Roma families that were recently evicted from camps joined the likes of students, migrants and refugees, as well as human-rights activists from across Italy.
As many as 20,000 people marched in Rome on Saturday to protest against racism and the Italian government's stance on immigration.
They argued that Italy's populist government has been spreading "growing climate of hatred" since it came to power five months ago.
Demonstrators were angered by a contested security decree championed by Deputy Prime Minister Matteo Salvini, head of the far-right League, which tightens immigration regulations, limits the right to asylum, and bolsters anti-terrorism and anti-mafia rules.
The legislation was forced through the upper house by the government winning a confidence vote on Wednesday and the bill must now go to the lower chamber for approval.
The action was organised by left-wing, anti-racism and anti-fascist groups. Roma families that were recently evicted from camps joined the likes of students, migrants and refugees, as well as human-rights activists from across Italy.

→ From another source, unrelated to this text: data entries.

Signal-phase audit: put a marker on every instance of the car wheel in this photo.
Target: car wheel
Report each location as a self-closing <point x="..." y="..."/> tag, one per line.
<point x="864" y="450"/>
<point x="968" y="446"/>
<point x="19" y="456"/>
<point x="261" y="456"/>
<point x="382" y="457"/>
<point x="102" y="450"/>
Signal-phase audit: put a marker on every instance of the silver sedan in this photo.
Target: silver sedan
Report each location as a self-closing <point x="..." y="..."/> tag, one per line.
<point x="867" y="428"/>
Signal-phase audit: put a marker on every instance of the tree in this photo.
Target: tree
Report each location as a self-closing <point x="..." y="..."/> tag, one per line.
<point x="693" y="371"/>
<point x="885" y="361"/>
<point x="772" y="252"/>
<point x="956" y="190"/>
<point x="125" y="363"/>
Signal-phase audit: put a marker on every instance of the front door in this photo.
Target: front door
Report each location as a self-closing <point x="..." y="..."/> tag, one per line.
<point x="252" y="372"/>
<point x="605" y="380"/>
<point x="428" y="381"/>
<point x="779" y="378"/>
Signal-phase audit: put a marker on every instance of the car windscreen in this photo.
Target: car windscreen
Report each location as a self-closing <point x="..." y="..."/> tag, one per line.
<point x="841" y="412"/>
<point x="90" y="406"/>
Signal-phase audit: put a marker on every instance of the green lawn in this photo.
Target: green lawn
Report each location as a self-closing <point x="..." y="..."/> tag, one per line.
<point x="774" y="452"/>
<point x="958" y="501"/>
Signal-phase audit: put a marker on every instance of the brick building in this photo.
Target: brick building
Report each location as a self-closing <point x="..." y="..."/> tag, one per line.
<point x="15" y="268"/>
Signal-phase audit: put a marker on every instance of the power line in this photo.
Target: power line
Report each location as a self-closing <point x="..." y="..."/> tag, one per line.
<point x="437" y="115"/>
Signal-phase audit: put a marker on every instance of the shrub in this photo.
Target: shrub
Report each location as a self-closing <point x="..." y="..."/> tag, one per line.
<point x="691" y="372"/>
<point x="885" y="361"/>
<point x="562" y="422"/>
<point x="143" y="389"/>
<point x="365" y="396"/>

Riace's pro-refugee — and recently suspended — mayor Domenico Lucano was among the demonstrators, denouncing what he described as a "fascist and racist drift" in Italy and Europe.
With Lucano as mayor, Riace made headlines for opening its doors to thousands of refugees, integrating them into society and revitalizing a dwindling rural population.
Accused of favouring illegal immigration, the mayor of the small Calabrian town was put under house arrest in October. Despite a court later revoking the decision, he is still banned from living in Riace.